Behavioral Finance Debiasing Investment Decision Making
IMPROVE YOUR INVESTMENT DECISION MAKING SKILLS BY APPLYING FRONT LINE INSIGHTS FROM COGNITIVE PSYCHOLOGY
Economic agents often behave irrationally: when faced with decisions involving evaluations of risk and return they often yield to emotional impulses and biases. By applying insights from cognitive psychology, the field of Behavioral Finance aims to understand how and when financial decisions of individuals are influenced by factors that are not strictly rational and often unconscious, which may lead to sub-optimal outcomes.
The increasing relevance of this approach has been vindicated by the award of the Nobel Prize in Economics to Daniel Kahneman in 2002, one of the founders of Behavioral Economics, and to Richard H. Thaler in 2017, father of Behavioral Finance.
In parallel, management experts are stressing the importance of identifying and avoiding the biases that influence business decisions in boardrooms, investment committees, and negotiation tables (a process known as debiasing).
Behavioral Finance analyzes the systematic cognitive factors that explain most of the irrational behaviors of financial agents, thus providing valuable insights that can enable professionals to make better investment decisions, and to benefit from the errors made by others. The main underlying assumption of Behavioral Finance is that our brains often process data using shortcuts and emotional filters. As a result, financial decision makers deal with the uncertainties associated with the future in an imperfect way.

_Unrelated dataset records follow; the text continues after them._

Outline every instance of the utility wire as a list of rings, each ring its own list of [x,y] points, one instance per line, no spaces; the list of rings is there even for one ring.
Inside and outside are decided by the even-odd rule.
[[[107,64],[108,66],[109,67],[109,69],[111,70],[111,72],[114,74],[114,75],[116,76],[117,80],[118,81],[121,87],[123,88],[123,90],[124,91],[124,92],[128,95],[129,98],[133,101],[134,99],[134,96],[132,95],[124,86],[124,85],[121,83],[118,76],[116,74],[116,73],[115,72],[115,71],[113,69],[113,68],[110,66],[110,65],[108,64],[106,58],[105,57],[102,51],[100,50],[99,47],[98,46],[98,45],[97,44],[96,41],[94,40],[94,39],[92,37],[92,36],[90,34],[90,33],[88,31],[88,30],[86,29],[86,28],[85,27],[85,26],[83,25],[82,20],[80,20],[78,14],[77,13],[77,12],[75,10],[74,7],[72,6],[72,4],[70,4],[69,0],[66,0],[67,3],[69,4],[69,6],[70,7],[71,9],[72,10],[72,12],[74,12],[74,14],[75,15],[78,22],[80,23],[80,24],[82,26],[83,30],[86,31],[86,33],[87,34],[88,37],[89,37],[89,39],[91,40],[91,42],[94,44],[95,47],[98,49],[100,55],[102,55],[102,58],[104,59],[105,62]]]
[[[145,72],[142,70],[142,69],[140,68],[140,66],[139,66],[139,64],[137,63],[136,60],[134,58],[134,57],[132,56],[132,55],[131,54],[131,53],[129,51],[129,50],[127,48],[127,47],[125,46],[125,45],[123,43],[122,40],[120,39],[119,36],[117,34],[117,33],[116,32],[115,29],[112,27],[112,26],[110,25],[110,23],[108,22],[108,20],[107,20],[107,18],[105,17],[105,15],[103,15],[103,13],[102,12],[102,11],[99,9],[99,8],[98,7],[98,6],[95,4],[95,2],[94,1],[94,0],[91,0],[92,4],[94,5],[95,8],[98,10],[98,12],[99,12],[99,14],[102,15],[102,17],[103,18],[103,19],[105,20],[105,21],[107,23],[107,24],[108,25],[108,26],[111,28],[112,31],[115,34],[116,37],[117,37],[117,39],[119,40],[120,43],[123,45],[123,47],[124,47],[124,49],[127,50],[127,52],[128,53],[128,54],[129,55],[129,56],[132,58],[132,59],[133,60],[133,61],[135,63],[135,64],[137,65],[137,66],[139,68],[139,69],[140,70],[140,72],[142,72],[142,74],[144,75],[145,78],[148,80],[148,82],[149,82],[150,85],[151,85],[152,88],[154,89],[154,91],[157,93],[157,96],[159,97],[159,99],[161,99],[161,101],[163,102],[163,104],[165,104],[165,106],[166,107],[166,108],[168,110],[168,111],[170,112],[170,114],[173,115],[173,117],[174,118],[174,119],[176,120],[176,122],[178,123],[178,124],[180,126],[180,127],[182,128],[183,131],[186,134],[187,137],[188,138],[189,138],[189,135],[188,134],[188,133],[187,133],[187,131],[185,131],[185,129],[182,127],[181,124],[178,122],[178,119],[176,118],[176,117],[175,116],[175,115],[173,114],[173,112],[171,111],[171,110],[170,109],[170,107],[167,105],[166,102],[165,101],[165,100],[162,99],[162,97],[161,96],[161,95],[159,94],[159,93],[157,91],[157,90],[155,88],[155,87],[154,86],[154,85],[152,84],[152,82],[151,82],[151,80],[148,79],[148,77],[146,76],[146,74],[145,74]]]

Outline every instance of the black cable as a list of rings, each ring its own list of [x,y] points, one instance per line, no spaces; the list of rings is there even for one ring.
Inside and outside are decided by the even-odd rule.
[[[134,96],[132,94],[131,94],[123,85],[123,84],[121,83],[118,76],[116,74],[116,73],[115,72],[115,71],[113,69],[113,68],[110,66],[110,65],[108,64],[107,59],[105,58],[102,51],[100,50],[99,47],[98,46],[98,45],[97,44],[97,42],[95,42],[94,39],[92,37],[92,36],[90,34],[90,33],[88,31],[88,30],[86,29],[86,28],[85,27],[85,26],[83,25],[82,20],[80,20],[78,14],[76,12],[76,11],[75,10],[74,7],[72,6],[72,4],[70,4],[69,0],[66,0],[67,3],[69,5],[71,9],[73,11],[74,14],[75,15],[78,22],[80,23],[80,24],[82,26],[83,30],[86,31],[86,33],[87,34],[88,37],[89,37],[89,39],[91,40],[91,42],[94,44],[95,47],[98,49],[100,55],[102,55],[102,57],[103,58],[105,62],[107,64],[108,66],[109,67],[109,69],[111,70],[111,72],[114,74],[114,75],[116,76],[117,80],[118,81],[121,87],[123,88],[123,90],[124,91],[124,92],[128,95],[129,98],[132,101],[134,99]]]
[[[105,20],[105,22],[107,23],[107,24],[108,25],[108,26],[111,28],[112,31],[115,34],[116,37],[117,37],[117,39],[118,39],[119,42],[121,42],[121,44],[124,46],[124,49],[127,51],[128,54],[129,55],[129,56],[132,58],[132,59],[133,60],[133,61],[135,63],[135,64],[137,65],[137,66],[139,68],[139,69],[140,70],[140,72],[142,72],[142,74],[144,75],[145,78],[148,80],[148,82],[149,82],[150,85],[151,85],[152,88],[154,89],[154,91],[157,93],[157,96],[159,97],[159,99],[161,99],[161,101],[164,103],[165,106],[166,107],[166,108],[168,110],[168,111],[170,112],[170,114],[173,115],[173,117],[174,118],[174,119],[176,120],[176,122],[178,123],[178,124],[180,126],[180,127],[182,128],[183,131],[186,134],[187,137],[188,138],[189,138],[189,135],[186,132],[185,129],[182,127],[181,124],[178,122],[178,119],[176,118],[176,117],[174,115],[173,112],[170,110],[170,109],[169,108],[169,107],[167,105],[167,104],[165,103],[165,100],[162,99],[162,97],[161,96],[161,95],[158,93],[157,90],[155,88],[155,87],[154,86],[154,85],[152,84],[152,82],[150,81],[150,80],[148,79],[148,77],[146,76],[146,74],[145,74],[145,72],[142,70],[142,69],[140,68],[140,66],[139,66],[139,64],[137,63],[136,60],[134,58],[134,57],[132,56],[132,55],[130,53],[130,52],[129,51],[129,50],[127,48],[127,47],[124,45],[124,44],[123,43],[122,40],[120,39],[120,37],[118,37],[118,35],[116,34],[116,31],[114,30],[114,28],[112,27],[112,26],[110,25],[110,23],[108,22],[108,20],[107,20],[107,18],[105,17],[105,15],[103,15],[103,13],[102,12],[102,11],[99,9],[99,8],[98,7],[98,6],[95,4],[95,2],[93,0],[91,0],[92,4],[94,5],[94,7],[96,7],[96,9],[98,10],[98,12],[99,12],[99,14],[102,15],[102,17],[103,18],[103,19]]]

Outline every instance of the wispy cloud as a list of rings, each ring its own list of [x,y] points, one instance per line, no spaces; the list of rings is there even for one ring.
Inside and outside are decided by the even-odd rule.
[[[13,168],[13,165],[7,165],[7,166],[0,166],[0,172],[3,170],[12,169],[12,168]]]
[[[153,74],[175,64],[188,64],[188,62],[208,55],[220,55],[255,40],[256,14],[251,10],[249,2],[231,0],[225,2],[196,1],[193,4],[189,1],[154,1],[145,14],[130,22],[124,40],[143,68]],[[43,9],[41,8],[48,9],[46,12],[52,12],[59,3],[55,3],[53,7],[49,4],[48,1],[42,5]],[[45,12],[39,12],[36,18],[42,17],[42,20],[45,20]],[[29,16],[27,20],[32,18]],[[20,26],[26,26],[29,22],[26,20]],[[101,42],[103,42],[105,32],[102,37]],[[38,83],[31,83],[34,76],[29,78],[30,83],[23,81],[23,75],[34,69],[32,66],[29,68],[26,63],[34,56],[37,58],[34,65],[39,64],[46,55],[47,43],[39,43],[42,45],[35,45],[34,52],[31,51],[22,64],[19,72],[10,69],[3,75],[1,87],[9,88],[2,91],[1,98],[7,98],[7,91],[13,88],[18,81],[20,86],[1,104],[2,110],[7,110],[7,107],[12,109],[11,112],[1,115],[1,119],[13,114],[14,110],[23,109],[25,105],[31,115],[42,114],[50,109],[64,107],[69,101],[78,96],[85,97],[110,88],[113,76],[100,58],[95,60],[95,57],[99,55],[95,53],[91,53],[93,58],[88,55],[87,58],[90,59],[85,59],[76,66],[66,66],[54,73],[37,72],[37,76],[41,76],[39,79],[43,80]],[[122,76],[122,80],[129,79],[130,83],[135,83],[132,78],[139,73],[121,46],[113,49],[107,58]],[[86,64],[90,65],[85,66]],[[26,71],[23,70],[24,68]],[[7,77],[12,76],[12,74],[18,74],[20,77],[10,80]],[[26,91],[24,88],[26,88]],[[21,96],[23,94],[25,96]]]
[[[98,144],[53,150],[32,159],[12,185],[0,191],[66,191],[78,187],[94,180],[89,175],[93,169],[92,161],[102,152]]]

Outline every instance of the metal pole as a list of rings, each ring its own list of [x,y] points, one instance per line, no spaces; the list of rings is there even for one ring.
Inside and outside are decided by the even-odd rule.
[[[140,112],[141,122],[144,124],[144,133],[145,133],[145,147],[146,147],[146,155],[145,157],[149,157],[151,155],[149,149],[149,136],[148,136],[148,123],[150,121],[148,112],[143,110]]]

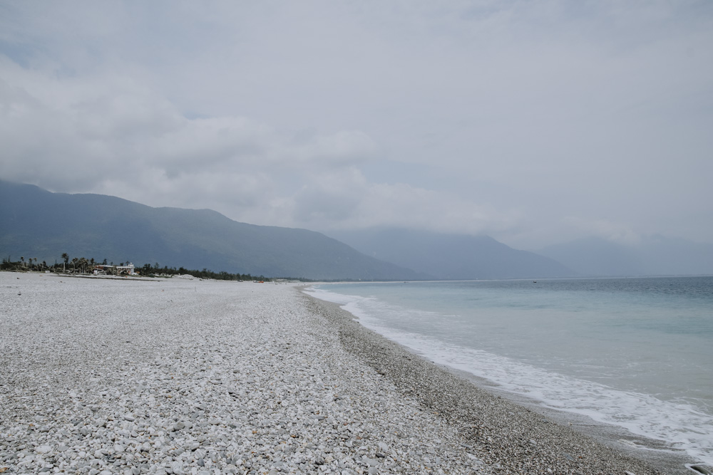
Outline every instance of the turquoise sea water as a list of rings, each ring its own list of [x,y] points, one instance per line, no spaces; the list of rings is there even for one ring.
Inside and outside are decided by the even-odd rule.
[[[436,362],[713,464],[713,277],[315,286]]]

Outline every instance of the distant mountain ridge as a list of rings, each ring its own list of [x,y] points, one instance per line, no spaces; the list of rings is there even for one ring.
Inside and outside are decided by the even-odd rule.
[[[513,249],[488,236],[383,228],[328,234],[367,256],[430,273],[438,279],[544,278],[577,275],[552,259]]]
[[[659,234],[630,244],[585,238],[538,252],[585,276],[713,274],[713,244]]]
[[[153,208],[101,194],[52,193],[0,180],[0,253],[40,261],[71,256],[140,266],[310,279],[418,280],[307,229],[256,226],[210,209]]]

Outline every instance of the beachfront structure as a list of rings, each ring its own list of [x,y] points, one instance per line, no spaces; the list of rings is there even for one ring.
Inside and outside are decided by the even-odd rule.
[[[107,273],[116,273],[118,276],[136,275],[136,272],[134,270],[134,265],[130,262],[127,263],[125,266],[103,266],[100,264],[98,266],[94,266],[95,276],[99,274],[107,274]]]

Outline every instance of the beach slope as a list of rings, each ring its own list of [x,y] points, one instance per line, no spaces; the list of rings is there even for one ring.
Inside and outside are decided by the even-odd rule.
[[[0,470],[623,474],[288,285],[0,273]]]

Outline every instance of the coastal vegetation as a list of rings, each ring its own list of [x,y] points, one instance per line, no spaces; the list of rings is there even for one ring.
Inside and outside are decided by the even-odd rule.
[[[0,270],[2,271],[35,271],[57,272],[63,273],[72,273],[78,275],[94,275],[94,274],[108,274],[108,275],[126,275],[125,268],[130,265],[129,262],[120,262],[114,264],[113,262],[107,263],[106,259],[102,261],[97,261],[94,258],[87,259],[86,257],[74,257],[70,259],[67,253],[63,253],[61,256],[62,260],[59,262],[55,261],[54,263],[48,264],[46,261],[38,262],[37,258],[24,256],[20,256],[19,261],[13,261],[11,256],[4,257],[2,263],[0,263]],[[184,267],[168,267],[164,266],[161,267],[159,263],[153,264],[145,263],[141,267],[135,267],[133,269],[135,274],[148,277],[173,277],[174,276],[193,276],[198,278],[212,278],[218,281],[262,281],[269,282],[272,279],[265,276],[252,276],[250,273],[231,273],[230,272],[221,271],[213,272],[207,268],[201,270],[188,269]]]

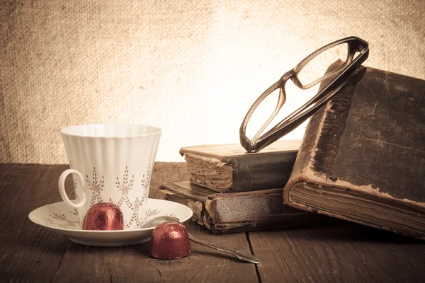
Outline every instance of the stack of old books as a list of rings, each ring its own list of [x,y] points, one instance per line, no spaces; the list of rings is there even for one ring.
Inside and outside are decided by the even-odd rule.
[[[425,239],[425,81],[362,68],[310,118],[302,142],[256,154],[183,148],[191,180],[162,191],[215,233],[321,214]]]
[[[239,144],[182,148],[190,181],[162,185],[169,200],[188,206],[214,233],[310,224],[319,216],[283,204],[301,141],[278,141],[256,154]]]

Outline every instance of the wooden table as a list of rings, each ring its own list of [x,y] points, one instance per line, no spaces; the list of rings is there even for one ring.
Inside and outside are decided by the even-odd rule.
[[[327,227],[228,235],[188,224],[196,237],[253,253],[259,265],[196,243],[189,256],[175,260],[151,258],[149,243],[78,245],[28,218],[32,210],[61,201],[57,179],[67,168],[0,164],[0,282],[425,282],[424,242],[341,221]],[[187,178],[183,163],[155,163],[149,197],[162,197],[162,183]]]

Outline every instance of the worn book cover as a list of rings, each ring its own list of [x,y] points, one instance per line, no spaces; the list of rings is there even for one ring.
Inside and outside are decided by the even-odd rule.
[[[310,119],[285,203],[425,238],[425,81],[373,68]]]
[[[329,220],[283,204],[283,188],[214,193],[184,181],[162,185],[159,190],[167,199],[189,207],[193,219],[215,233],[302,227]]]
[[[191,182],[216,192],[248,192],[283,187],[300,140],[278,141],[258,153],[239,144],[183,147]]]

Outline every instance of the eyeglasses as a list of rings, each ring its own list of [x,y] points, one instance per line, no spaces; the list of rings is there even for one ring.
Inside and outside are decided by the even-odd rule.
[[[239,129],[241,145],[248,152],[257,152],[295,129],[346,84],[347,79],[365,62],[368,55],[368,42],[356,37],[346,37],[329,43],[310,54],[267,88],[252,105]],[[336,60],[330,64],[326,62],[329,59],[333,60],[336,57],[338,58]],[[318,83],[321,83],[320,89],[300,108],[261,135],[285,104],[285,85],[290,79],[302,90],[310,88]],[[249,139],[246,134],[249,119],[261,102],[278,89],[278,98],[274,111],[254,137]]]

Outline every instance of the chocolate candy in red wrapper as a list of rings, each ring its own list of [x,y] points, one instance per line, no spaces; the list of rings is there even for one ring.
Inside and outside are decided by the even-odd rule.
[[[83,230],[123,230],[124,221],[121,209],[116,205],[98,202],[87,211]]]
[[[156,258],[176,260],[191,252],[188,231],[181,223],[169,221],[158,225],[152,232],[150,254]]]

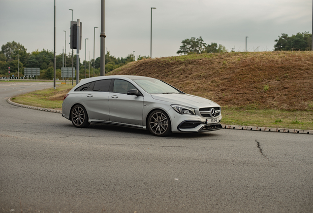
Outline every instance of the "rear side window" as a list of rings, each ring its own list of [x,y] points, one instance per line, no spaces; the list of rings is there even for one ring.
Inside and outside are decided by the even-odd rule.
[[[94,87],[94,91],[108,92],[111,79],[101,80],[95,81]]]
[[[83,86],[81,86],[78,88],[75,89],[74,91],[76,92],[87,91],[87,89],[91,84],[91,83],[88,83],[87,84],[84,84]]]

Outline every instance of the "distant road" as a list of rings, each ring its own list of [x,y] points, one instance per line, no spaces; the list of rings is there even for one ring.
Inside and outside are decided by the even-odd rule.
[[[53,86],[0,82],[0,213],[313,212],[312,135],[158,138],[6,102]]]

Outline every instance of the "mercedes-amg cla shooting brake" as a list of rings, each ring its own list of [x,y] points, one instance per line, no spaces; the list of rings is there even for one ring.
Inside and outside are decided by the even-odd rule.
[[[64,98],[62,116],[76,127],[109,124],[156,136],[221,129],[220,106],[155,78],[111,75],[83,79]]]

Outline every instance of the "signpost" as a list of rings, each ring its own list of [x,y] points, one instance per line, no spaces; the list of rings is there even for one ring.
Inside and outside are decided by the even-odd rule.
[[[74,69],[73,72],[75,73],[75,68],[73,68]],[[67,78],[67,84],[68,84],[68,78],[72,78],[72,72],[71,67],[61,68],[61,77]]]
[[[25,75],[36,75],[36,80],[38,79],[38,75],[40,75],[40,69],[38,68],[24,68]]]

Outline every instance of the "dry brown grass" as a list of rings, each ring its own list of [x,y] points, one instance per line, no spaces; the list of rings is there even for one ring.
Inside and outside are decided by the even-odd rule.
[[[311,51],[214,53],[150,59],[129,63],[110,74],[160,79],[221,106],[313,110]]]

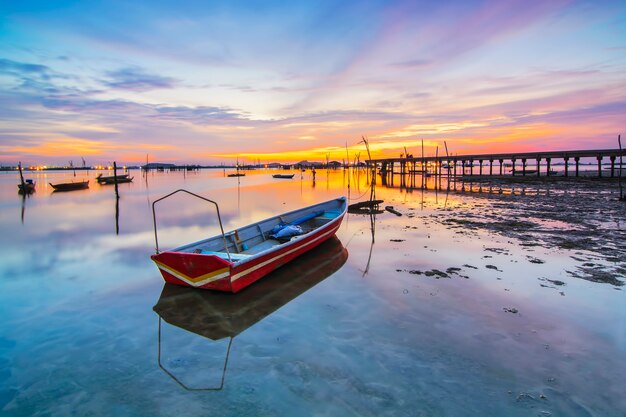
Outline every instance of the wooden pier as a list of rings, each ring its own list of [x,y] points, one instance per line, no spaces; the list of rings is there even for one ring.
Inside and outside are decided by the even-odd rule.
[[[620,157],[626,155],[626,151],[619,149],[592,149],[577,151],[549,151],[549,152],[525,152],[525,153],[502,153],[502,154],[475,154],[475,155],[449,155],[449,156],[424,156],[408,158],[386,158],[365,161],[369,168],[376,167],[384,177],[387,175],[449,175],[459,176],[504,176],[505,168],[510,168],[509,176],[554,176],[556,171],[553,162],[564,162],[563,176],[580,176],[580,160],[591,158],[597,162],[597,176],[602,177],[602,161],[610,161],[610,177],[620,175]],[[536,162],[536,169],[527,168],[528,162]],[[517,165],[518,162],[521,165]],[[542,162],[545,162],[542,165]],[[476,165],[478,164],[478,165]],[[494,166],[495,164],[495,166]],[[399,168],[399,171],[396,169]],[[573,172],[570,171],[573,168]],[[469,170],[469,172],[467,172]],[[626,169],[624,170],[626,172]]]

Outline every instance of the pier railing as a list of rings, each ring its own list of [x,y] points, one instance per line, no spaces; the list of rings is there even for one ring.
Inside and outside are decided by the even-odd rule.
[[[621,159],[626,151],[619,149],[591,149],[573,151],[545,151],[545,152],[520,152],[500,154],[473,154],[473,155],[448,155],[448,156],[424,156],[401,158],[385,158],[367,160],[369,167],[380,169],[381,175],[386,174],[424,174],[424,175],[504,175],[504,168],[510,168],[510,175],[556,175],[552,170],[554,160],[563,160],[564,176],[580,175],[580,160],[582,158],[595,159],[597,162],[597,175],[602,177],[602,163],[606,158],[610,161],[610,177],[620,175]],[[535,162],[536,169],[527,168],[528,162]],[[545,165],[542,166],[542,162]],[[478,165],[476,165],[478,163]],[[518,163],[520,165],[518,165]],[[494,167],[494,164],[496,166]],[[396,170],[399,167],[399,172]],[[542,172],[542,168],[544,168]],[[570,172],[570,167],[574,172]],[[488,171],[483,172],[483,169]],[[467,172],[469,171],[469,172]],[[626,170],[625,170],[626,171]]]

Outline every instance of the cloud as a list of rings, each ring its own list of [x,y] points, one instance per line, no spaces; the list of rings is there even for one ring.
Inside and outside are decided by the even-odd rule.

In this program, participants will learn to identify all the biases, psychological traps and shortcuts that may prevent them, and others, from making the best use of their financial knowledge, especially when decisions are made under pressure, information is limited and risk is hard to assess. For example, identification of such biases will help understand the reasons that can make prices of assets depart from their fundamental values, thus creating exploitable investment opportunities.
You will audit your own decision-making framework to identify possible biases that you were unaware of and learn to manage them to enhance your performance.
After this program, you will feel more confident to tackle uncertainty and risk in your financial decisions and negotiations.
What can you expect?
This program is designed to help experienced finance professionals:
- Learn why and how our brain often leads us to the wrong financial decisions.
- Understand the mental shortcuts we use in our everyday life to help identify when they can cloud our professional judgments, or when they may be a useful tool to make snap decisions.
- Identify the main biases that may lead into predictable investment errors.
- Recognize the emotions that distort our perception of risk and return, and how to redress them.
- Avoid “groupthink” when collaborating with others.
- Identify market inefficiencies and investment opportunities created by behavioral biases.
Benefits for the participant
- Make wiser investment decisions by identifying and managing cognitive biases and psychological traps that may lead to miscalculations of risks and returns.
- Increase your confidence in your decision-making and negotiating capacities.
- Be more aware of your own biases and learn how to be systematic and self-aware in your analysis and decision-making processes.
Benefits for the company
- Reduce risk and increase returns by learning how to introduce systematic debiasing in corporate and financial decisions processes.
- Avoid groupthink and the distortions it can cause.
- Identify the investment opportunities that behavioral based market inefficiencies offer.